A number of studies have indicated that talcum powder can increase the risk of ovarian cancer when applied to a woman’s genitals. At least one study even found particles of talc at the center of ovarian tumors.
Despite the findings, Johnson & Johnson has refused to provide warnings for women using their products about the link between talc and ovarian cancer, apparently doubling down on the decision to ignore the potential risk for decades.
“The Defendants failed to inform its customers and end users of the products of a known catastrophic health hazard associated with the use of its products,” this latest lawsuit states. “In addition, the Defendants procured and disseminated false, misleading, and biased information regarding the safety of the products to the public and used influence over governmental and regulatory bodies regarding talc.”

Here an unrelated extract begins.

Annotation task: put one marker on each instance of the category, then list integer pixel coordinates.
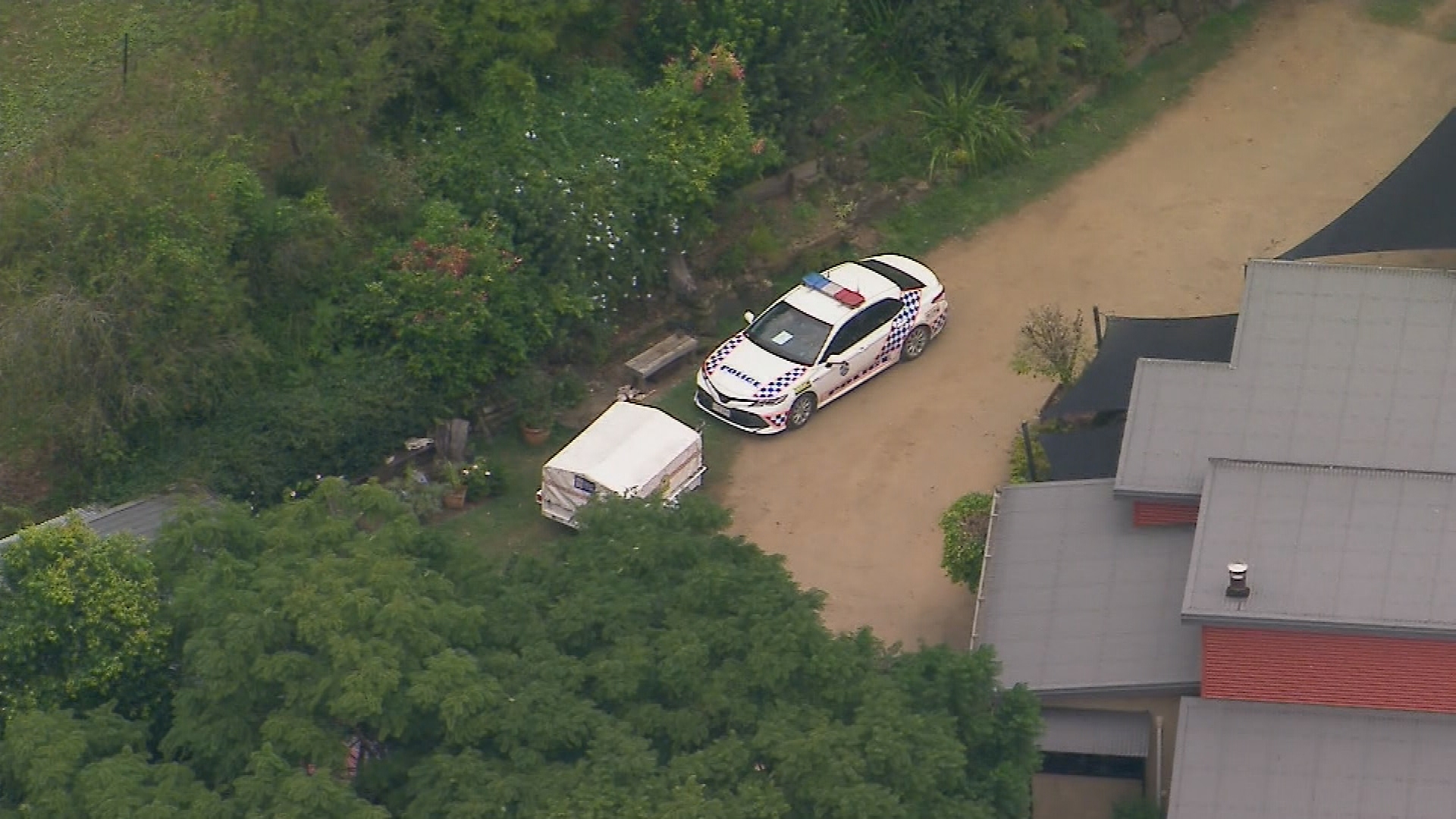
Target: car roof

Evidence presented at recent trials included company documents that suggested Johnson & Johnson was aware of the potential link between talcum powder and ovarian cancer since the 1970s. However, even as recently as 1992, some documents indicate that the company specifically targeted sales towards women who were high users of talcum powder, without ever warning them of the possible cancer risks.
If additional juries respond with similar verdicts after considering the evidence, Johnson & Johnson could face substantial liability if talcum powder ovarian cancer settlements are not reached to resolve individual claims brought by women and families throughout the U.S.